A historic shift that redefines athlete compensation
College athletics crossed a legal and cultural threshold on June 6, 2025. U.S. District Judge Claudia Wilken’s approval of the $2.8 billion settlement in House v. NCAA—consolidating three antitrust suits including Hubbard and Carter—formally dismantled the NCAA’s amateurism model and authorized Division I schools to directly compensate athletes (Wilken, 2025). This agreement is more than legal housekeeping—it’s the beginning of a new commercial reality for college sports in a brand new era.
At the heart of the settlement is a two-pronged transformation: $2.8 billion in backpay for approximately 390,000 athletes who competed between 2016 and 2024, and a forward-looking revenue-sharing model. Athletes in Power Five football and basketball programs will receive average settlements of around $135,000 over 10 years, while non-revenue athletes may qualify for as much as $1.85 million—if they can prove lost NIL (Name, Image, and Likeness) opportunities. The NCAA is responsible for 40% of the settlement costs, with the remaining 60% falling to conferences, intensifying fiscal pressures on mid-major and Group of Five schools (NCAA Settlement Summary, 2025).
Kentucky is in the SEC, which gets a lot of revenue from TV deals and that will help offset their costs, but what about a school like Tulane? Things could get pretty messy pretty fast.

Starting July 1, 2025, schools opting into the agreement may allocate up to $20.23 million annually in direct athlete payments, rising to $32.9 million by 2034. This funding is framed as NIL compensation in exchange for institutional brand promotion—effectively revenue-sharing in all but name. Top-tier programs like Texas, Alabama, and Ohio State are well-positioned to leverage this system, but smaller athletic departments may be left behind, potentially worsening competitive imbalance. The rich get richer.
One of the most contentious elements is the shift from scholarship limits to roster limits. Critics warn this change could reduce opportunities in non-revenue sports. While Judge Wilken mandated phased implementation to safeguard current athletes, advocacy groups argue the new rules threaten Title IX compliance and the viability of Olympic sports (Athletes.org, 2025).
The case itself builds on legal precedents including O’Bannon v. NCAA (2014) and NCAA v. Alston (2021), cementing a trajectory toward athlete empowerment. Plaintiffs like Arizona State swimmer Grant House and former Oregon basketball player Sedona Prince led the charge, with the court recognizing that restrictions on NIL and broadcast revenue violated antitrust law.
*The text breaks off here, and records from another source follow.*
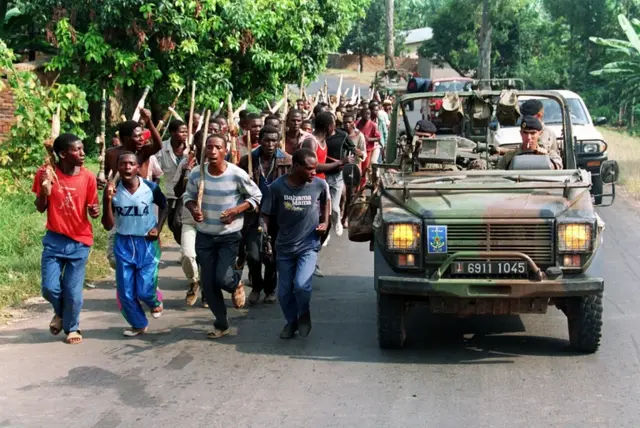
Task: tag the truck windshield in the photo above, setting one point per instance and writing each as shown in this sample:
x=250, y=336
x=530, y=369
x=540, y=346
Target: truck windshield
x=450, y=86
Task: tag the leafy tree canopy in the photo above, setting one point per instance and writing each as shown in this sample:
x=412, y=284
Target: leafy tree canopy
x=250, y=47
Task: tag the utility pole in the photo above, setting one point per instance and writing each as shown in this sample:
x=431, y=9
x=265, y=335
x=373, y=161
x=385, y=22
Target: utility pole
x=484, y=70
x=390, y=51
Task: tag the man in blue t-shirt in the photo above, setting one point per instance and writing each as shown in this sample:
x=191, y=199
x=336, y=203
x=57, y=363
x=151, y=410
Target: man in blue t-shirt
x=129, y=207
x=298, y=201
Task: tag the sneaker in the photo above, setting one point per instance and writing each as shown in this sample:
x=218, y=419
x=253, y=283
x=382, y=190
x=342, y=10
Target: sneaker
x=254, y=296
x=238, y=297
x=216, y=333
x=288, y=331
x=317, y=272
x=304, y=323
x=192, y=294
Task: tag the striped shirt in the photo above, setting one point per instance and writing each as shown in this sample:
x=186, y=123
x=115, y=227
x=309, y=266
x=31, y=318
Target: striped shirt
x=221, y=193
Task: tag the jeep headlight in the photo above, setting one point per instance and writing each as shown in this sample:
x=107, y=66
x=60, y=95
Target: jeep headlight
x=403, y=237
x=575, y=238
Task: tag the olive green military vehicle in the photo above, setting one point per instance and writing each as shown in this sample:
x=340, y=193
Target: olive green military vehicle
x=453, y=236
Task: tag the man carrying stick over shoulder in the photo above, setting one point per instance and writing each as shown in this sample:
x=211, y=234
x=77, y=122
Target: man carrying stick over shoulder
x=268, y=164
x=128, y=208
x=73, y=194
x=228, y=193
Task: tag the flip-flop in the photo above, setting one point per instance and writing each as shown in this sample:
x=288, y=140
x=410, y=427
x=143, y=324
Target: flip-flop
x=133, y=332
x=157, y=311
x=238, y=296
x=55, y=326
x=74, y=338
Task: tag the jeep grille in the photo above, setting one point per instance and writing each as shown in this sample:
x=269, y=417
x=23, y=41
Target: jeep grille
x=534, y=240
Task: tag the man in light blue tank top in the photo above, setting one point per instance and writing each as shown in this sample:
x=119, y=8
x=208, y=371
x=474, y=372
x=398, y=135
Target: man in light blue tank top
x=129, y=207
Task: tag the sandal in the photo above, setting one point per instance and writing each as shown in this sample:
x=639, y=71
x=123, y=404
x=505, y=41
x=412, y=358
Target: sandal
x=238, y=296
x=55, y=326
x=133, y=332
x=74, y=338
x=217, y=333
x=157, y=311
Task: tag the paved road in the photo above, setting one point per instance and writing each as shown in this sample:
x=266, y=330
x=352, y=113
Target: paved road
x=512, y=371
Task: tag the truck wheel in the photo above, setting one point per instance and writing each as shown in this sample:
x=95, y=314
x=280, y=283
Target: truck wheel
x=585, y=323
x=391, y=314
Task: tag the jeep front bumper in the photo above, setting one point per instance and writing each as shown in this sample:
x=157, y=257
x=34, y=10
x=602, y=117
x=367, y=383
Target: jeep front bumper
x=390, y=281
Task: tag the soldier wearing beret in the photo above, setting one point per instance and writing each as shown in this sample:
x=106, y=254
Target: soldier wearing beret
x=530, y=131
x=548, y=138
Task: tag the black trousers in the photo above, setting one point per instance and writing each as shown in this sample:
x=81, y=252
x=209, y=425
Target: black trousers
x=216, y=256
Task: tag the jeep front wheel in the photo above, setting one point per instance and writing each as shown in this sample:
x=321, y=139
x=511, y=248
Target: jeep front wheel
x=585, y=322
x=391, y=314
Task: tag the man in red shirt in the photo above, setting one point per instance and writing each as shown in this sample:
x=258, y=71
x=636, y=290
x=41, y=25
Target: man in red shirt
x=67, y=196
x=369, y=129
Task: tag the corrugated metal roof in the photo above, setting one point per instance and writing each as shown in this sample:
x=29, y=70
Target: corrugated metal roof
x=418, y=35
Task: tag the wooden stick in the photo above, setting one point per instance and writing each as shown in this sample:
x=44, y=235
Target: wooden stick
x=140, y=106
x=193, y=102
x=283, y=141
x=50, y=160
x=233, y=129
x=201, y=116
x=167, y=115
x=202, y=154
x=250, y=155
x=103, y=136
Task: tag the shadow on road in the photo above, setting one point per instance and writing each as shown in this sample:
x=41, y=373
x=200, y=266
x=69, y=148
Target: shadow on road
x=344, y=329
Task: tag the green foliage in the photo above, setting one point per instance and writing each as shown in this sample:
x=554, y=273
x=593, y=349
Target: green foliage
x=250, y=47
x=35, y=107
x=626, y=70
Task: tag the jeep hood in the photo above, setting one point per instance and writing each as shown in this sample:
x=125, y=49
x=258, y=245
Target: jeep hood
x=520, y=204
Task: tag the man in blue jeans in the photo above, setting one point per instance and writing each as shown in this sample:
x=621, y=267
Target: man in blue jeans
x=298, y=201
x=67, y=194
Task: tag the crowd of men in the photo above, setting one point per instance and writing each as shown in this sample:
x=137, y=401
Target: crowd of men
x=263, y=200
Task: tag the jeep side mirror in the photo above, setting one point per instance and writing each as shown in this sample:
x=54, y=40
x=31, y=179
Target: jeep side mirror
x=609, y=171
x=599, y=121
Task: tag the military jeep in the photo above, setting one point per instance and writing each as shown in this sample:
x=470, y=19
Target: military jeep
x=464, y=240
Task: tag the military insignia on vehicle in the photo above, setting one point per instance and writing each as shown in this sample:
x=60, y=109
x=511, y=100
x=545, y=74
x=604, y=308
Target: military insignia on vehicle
x=437, y=239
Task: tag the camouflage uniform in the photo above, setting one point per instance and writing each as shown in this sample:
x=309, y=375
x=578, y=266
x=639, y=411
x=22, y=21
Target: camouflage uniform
x=505, y=161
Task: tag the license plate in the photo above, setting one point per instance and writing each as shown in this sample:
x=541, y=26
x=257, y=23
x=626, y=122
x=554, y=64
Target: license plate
x=497, y=268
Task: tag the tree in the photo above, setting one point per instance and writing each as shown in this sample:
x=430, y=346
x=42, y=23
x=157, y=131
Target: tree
x=625, y=72
x=367, y=38
x=250, y=47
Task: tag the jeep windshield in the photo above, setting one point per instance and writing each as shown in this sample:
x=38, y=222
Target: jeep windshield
x=553, y=114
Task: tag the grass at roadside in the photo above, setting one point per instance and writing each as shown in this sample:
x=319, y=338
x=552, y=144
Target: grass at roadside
x=626, y=150
x=21, y=231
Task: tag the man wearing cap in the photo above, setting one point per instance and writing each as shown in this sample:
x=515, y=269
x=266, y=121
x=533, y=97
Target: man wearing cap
x=530, y=131
x=426, y=129
x=548, y=138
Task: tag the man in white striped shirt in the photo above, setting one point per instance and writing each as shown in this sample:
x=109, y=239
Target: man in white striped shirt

While schools must opt into the revenue-sharing model by June 15, 2025, some institutions—including the Ivy League and University of North Dakota—have already declined, citing financial and philosophical misalignment (ESPN, 2025). For fans, this is both a vindication and a reckoning. As athletes finally receive compensation that reflects their value, some lament the erosion of tradition. But make no mistake: college sports have entered a professionalized future—and there’s no turning back.